Success!! Guacamolie, if we ever meet in real life, I owe you a beverage of your choosing.

Tips for Tiling in Gaming Mode

The whole reason why I wanted to get a tiling WM working in Gaming Mode is not only so I can easily jump back-and-forth between a web browser, terminal or video editing app and an actual game, but because Steam Input + keyboard-heavy Tiling WMs is an overpowered combination. On my Win4, I've been using input-remapper to allow me to use desktop controls without using GPD's built-in keybinds, but Steam Input is just more convenient to configure and use from SteamOS. My general strategy is to do all of my configurating in Steam Input and target an application or game's default keybinds, but in the case of Hyprland I needed to make a few alterations due to Steam for some reason not binding to the Super (Win) key.

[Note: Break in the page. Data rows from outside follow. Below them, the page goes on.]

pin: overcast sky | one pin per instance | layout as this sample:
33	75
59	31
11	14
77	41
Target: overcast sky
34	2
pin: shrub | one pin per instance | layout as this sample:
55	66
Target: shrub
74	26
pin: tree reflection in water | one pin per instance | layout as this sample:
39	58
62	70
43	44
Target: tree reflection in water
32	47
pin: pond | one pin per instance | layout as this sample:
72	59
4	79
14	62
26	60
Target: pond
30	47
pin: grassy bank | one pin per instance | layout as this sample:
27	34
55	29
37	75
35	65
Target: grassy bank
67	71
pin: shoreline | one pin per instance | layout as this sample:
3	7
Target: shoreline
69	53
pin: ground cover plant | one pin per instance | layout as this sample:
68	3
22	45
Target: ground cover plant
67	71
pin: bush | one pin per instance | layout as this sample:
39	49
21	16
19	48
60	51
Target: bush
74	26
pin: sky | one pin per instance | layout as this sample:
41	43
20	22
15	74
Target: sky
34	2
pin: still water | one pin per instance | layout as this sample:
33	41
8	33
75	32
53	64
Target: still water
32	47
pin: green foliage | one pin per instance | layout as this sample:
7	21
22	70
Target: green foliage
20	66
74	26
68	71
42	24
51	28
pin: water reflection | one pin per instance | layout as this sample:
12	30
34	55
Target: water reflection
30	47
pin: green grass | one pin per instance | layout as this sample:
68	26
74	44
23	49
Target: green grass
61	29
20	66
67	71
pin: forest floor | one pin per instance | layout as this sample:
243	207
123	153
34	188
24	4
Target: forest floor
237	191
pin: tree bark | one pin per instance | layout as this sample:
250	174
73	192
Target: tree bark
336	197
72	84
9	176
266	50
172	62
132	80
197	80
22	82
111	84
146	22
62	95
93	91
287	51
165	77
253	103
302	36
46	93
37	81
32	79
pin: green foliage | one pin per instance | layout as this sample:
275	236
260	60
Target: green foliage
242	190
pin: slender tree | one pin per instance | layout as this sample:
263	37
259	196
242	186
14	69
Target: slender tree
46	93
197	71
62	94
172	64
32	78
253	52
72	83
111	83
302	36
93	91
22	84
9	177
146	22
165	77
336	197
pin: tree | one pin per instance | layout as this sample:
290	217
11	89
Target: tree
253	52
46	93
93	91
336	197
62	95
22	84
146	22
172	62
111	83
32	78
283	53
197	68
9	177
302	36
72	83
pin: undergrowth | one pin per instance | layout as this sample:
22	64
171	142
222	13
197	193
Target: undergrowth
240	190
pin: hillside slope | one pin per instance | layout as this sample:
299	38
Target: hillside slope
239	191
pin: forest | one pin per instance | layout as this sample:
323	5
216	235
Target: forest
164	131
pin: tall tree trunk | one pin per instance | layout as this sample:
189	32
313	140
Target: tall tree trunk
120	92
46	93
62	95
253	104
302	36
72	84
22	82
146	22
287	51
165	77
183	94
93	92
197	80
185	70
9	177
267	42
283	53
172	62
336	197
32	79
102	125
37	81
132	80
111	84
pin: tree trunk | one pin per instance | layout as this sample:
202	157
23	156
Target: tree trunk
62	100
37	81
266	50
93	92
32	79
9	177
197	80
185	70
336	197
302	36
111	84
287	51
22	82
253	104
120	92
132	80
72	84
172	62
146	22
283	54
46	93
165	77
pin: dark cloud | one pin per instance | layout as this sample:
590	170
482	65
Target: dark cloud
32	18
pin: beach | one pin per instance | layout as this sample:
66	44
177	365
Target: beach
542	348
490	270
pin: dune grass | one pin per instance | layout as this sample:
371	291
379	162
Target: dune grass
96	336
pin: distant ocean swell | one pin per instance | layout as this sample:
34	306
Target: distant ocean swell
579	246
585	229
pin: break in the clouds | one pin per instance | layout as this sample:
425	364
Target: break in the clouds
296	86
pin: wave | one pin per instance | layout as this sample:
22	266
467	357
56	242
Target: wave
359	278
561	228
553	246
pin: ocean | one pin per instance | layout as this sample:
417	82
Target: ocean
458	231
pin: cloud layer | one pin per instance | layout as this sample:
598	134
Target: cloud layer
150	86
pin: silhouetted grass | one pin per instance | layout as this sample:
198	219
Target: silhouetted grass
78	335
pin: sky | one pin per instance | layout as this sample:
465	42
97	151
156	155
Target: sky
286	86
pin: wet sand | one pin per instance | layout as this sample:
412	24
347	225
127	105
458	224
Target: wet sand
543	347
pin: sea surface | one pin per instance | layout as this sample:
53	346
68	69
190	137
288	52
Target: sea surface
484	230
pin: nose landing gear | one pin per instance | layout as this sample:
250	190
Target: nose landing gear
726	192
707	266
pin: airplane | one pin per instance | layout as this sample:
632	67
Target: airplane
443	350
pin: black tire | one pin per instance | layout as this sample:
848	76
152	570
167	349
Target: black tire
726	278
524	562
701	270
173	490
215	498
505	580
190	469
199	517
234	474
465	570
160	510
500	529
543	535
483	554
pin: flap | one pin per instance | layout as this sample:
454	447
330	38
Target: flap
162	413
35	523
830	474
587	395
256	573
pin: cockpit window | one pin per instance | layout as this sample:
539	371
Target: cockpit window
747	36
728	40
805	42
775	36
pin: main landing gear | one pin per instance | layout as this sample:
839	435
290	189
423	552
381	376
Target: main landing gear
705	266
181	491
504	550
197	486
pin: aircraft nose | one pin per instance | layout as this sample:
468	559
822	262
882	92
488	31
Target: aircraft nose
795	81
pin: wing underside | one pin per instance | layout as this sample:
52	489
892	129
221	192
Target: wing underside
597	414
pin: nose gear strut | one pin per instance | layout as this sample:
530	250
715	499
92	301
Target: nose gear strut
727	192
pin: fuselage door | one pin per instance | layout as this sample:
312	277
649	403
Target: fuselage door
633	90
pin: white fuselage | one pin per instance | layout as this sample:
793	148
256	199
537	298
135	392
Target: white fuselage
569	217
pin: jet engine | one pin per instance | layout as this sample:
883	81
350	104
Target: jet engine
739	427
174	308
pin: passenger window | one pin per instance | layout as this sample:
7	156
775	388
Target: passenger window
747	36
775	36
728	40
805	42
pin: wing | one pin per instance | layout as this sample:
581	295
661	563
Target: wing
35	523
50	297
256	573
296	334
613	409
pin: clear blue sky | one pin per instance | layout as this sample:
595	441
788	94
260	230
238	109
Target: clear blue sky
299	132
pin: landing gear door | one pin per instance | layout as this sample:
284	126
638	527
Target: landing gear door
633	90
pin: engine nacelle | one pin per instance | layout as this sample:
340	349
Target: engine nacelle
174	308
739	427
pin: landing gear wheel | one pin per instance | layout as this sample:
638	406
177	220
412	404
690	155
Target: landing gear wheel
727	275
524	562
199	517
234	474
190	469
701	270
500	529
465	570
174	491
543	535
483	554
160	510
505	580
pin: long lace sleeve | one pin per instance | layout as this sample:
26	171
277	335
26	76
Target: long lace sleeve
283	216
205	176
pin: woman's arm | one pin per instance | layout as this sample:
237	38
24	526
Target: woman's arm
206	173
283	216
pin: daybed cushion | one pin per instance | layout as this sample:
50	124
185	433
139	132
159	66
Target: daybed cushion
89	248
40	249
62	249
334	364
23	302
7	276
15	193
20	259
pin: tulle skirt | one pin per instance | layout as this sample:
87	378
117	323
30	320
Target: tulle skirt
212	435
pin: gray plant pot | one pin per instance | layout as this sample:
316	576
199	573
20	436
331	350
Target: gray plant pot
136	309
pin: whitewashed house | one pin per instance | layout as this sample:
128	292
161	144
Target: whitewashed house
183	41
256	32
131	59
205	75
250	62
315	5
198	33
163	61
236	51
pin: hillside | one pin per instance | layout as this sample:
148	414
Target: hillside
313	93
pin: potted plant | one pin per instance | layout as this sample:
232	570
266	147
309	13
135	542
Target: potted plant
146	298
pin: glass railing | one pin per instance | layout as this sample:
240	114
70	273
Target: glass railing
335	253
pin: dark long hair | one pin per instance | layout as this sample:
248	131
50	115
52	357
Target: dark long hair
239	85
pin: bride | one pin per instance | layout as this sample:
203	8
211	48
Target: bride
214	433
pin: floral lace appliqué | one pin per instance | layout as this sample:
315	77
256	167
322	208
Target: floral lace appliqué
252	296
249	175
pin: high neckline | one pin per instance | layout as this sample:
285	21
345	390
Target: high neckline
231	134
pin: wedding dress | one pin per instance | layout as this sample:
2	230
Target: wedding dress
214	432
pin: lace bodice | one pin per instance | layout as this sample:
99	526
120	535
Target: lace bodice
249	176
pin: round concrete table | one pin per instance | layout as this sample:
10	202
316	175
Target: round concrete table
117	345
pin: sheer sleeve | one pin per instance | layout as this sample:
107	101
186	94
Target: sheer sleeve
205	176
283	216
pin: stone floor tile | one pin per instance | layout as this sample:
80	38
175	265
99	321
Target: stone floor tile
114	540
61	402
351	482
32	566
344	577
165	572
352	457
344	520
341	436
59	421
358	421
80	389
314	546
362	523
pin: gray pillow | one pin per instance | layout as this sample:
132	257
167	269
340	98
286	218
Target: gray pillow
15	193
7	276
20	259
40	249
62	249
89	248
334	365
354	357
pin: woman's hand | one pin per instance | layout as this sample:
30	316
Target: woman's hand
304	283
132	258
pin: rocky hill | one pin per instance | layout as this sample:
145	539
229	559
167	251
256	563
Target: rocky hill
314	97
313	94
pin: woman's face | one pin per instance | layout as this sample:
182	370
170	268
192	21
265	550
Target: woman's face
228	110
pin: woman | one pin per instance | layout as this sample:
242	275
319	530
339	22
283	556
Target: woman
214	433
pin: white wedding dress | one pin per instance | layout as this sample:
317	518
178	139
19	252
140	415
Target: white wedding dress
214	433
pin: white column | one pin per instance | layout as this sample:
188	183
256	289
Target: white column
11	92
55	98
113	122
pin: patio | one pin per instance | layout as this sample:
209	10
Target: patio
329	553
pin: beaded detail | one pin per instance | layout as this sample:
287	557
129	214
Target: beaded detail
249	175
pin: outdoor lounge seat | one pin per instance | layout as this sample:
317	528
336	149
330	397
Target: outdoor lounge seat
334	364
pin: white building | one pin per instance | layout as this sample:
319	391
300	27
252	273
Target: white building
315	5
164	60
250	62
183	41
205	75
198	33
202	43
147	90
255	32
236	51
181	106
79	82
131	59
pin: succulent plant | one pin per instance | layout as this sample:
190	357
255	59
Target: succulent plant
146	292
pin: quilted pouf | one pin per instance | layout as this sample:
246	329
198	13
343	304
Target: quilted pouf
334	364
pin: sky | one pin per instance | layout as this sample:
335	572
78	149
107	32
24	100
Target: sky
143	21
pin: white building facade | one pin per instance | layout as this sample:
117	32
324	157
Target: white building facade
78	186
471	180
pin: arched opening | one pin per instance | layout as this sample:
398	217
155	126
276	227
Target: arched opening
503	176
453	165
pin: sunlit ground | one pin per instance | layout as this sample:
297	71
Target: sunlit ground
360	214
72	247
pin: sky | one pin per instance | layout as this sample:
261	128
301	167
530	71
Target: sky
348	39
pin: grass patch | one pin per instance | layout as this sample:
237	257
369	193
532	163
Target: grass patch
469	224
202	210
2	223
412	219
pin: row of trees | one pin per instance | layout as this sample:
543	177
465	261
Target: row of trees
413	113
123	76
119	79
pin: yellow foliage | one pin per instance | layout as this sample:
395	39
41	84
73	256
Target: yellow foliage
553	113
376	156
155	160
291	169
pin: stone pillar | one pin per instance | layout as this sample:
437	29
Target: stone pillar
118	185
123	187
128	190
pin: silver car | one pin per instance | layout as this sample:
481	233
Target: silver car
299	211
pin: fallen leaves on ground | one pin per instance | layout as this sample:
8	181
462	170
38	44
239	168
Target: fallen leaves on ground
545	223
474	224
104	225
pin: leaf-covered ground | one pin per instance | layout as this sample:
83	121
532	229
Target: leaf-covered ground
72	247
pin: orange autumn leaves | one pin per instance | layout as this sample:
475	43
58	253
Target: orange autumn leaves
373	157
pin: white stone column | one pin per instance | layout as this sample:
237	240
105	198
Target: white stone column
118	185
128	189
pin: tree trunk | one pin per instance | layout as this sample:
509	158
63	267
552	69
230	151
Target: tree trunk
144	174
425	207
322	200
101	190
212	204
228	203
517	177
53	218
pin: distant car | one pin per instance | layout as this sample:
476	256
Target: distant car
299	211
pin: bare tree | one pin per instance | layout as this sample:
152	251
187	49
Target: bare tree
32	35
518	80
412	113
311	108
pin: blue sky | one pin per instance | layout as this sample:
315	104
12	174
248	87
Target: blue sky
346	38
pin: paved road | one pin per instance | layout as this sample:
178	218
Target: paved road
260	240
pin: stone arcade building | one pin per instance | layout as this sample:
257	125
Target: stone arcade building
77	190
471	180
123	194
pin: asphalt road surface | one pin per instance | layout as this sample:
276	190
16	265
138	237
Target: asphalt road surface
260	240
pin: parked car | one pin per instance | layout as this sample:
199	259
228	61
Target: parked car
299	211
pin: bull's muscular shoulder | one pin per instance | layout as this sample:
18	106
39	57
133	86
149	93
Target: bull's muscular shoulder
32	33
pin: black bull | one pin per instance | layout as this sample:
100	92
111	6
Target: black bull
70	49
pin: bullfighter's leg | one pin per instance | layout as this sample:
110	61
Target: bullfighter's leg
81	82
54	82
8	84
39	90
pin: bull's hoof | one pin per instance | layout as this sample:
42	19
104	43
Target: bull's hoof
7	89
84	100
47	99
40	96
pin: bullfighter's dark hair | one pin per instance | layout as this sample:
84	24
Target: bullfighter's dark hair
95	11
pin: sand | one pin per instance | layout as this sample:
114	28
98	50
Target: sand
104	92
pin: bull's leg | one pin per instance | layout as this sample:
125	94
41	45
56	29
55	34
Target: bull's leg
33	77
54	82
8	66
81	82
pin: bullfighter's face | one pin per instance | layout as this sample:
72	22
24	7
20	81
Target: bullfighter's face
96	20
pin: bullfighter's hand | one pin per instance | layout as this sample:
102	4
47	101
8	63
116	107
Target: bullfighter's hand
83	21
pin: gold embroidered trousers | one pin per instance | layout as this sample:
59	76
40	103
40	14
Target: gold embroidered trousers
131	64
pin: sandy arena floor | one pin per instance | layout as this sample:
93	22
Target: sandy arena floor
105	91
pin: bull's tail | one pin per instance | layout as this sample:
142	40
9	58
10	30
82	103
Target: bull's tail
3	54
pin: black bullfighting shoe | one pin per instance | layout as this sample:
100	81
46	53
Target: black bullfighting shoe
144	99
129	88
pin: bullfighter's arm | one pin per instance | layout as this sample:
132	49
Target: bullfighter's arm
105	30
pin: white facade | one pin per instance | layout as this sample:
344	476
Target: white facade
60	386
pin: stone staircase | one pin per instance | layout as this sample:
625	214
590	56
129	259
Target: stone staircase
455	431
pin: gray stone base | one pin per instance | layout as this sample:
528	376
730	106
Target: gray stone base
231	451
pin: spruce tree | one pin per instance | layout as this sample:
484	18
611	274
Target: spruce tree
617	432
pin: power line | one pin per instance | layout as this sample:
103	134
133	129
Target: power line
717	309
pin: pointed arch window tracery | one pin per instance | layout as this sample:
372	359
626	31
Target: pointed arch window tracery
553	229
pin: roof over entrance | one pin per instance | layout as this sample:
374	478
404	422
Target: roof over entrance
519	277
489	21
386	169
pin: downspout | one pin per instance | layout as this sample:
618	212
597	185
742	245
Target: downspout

I also needed to tweak the monitor settings, as when set to auto, the scaling of Hyprland in Gaming Mode is ridiculously large. I'll eventually put all my configurations into a Github repo, but for right now, here are the essential parts of my hyprland.conf:

# to do: specify the monitor
monitor=,1280x800,auto,1

exec-once = ironbar & hyprpaper

$mainMod = Alt_L

To get a sense of the desktop-environment-on-gaming-mode experience, here's a screenshot of my Hyprland desktop, taken directly with Steam's screenshotter:

hyprland

It's not the swankiest thing ever—Hyprland and its suggested software components give you an overwhelmingly large amount to customize—but I've gotten it into a state where it's usable and fun to play around with. And after all, that's what I wanted most from my "Holo Shed" experience.